Many of organized baseball's earliest historical events took place at the park throughout the 1860s and early 1870s. The most notable event came on June 14, 1870, when the Atlantics defeated the Cincinnati Red Stockings to end their historic 84-game winning streak. Fred Goldsmith successfully demonstrated his curve ball at the Grounds in 1870, a pitch previously thought to have been only an optical illusion. In an 1865 game, Ned Cuthbert is credited with inventing the slide when he tried avoiding a tag when attempting to steal a base against the Athletic of Philadelphia. In addition to baseball, The Grounds hosted various events and exhibitions; most notably in 1873, when Washington Donaldson and two reporters attempted to fly a hot-air balloon across the Atlantic Ocean. The attempt turned tragic when the balloon crashed in Connecticut killing one of the reporters.

Reuben S. Decker inherited a portion of his grandfather's farm land and along with Hamilton A. Weed initially opened the Capitoline Skating pond, named in reverence to Capitoline Hill, one of the Seven Hills of Rome.  The location of the grounds were in the Bedford Section of Brooklyn, New York, an area now known as the Bedford-Stuyvesant neighborhood. The Grounds encompassed a city block bounded by Halsey Street, Marcy Street, Putnam Avenue, and Nostrand Avenue. The pond area was first conceived as an ice skate park, which began in the Winter of 1862-1863. Designed to be a competitor to the nearby Union Grounds, where the first enclosed baseball field opened earlier in 1862. With the success that the Union Grounds experienced by charging admission, Decker and Weed chose to enclose the Capitoline Grounds as well.

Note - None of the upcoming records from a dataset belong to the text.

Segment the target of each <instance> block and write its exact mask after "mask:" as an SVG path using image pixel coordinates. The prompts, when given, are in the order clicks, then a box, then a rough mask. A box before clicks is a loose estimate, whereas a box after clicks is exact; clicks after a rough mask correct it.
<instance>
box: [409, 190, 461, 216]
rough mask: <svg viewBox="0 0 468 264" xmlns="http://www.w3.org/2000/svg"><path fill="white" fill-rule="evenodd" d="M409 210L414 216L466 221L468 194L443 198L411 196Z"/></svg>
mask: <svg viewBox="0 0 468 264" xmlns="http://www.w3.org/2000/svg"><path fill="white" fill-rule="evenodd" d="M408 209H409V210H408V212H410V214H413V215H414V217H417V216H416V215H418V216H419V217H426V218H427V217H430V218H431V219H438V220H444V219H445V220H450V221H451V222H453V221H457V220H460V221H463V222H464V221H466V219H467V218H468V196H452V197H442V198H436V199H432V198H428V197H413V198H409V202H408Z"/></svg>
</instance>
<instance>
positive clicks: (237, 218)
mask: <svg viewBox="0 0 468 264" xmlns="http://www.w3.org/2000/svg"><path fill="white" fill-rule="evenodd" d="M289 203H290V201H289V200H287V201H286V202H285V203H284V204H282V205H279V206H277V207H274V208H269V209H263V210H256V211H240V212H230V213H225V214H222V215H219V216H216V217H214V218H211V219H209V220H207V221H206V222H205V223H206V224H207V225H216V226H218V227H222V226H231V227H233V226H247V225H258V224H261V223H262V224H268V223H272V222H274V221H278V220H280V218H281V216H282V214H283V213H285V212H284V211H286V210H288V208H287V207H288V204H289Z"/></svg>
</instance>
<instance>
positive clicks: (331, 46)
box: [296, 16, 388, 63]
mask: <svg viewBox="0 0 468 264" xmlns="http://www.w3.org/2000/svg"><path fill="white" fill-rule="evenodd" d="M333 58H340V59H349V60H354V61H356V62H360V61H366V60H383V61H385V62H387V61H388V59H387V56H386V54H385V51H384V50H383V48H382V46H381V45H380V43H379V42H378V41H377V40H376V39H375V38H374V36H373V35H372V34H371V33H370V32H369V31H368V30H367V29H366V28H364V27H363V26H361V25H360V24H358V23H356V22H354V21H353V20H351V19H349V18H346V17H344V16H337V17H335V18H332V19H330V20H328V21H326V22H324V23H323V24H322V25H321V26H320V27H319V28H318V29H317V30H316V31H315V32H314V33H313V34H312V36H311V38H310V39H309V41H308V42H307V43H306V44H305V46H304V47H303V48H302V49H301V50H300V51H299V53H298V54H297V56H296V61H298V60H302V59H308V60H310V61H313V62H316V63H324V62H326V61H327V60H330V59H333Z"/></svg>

The Capitoline Grounds opened for baseball in 1864, now consisting of two sets of bleachers that were backed by Nostrand Avenue and Halsey Street, and had an approximate capacity of 5,000 people] In right field stood a circular brick outhouse, and if any player hit a ball over the structure, they were presented with a bottle of Champagne. Along Putnam Avenue, two rows of stables were established for the patrons' horses. Other amenities included a bandstand, clubhouses, and sitting rooms for the female patrons. The Brooklyn Daily Eagle regarded the new park as "the finest, most extensive, and complete ball grounds in the country." The business ran year around; flooding the area during the Winter season for skating, then draining the park in the spring for baseball matches.  Hamilton A Weed a builder would go on to build many houses that are stating in the Bedford Section today. All of H. A. Weed buildings are not protected.

In September 1873, Washington Donaldson, a professional balloonist who had formerly worked for P.T. Barnum as a circus performer, along with fellow balloonist John Wise, collaborated on an attempt to cross the Atlantic Ocean in a hot-air balloon. Sponsored by the Daily Graphic, the launch was to take place from the Capitoline Grounds, with Wise planning to use a balloon 49 meters (160 feet) tall with a two-compartment enclosed car, but decided to end his involvement with the project. Donaldson persisted, acquiring a smaller balloon with an open boat for the car.

Donaldson's Atlantic attempt, launched from the Capitoline Grounds accompanied by reporters Alfred Ford and George Lunt, ended up being forced down by a rainstorm, to land on a Connecticut farm. Donaldson and Ford successfully abandoned the runaway balloon, but Lunt stayed with the balloon for a distance until he finally jumped into a tree, sustaining serious injuries from which he died six months later. Donaldson later disappeared in 1875 when he tried to fly across Lake Michigan in a balloon, accompanied by a reporter named Newton Grimwood. The balloon never made it to the far shore; Grimwood's body washed up on shore weeks later, but Donaldson was never seen again.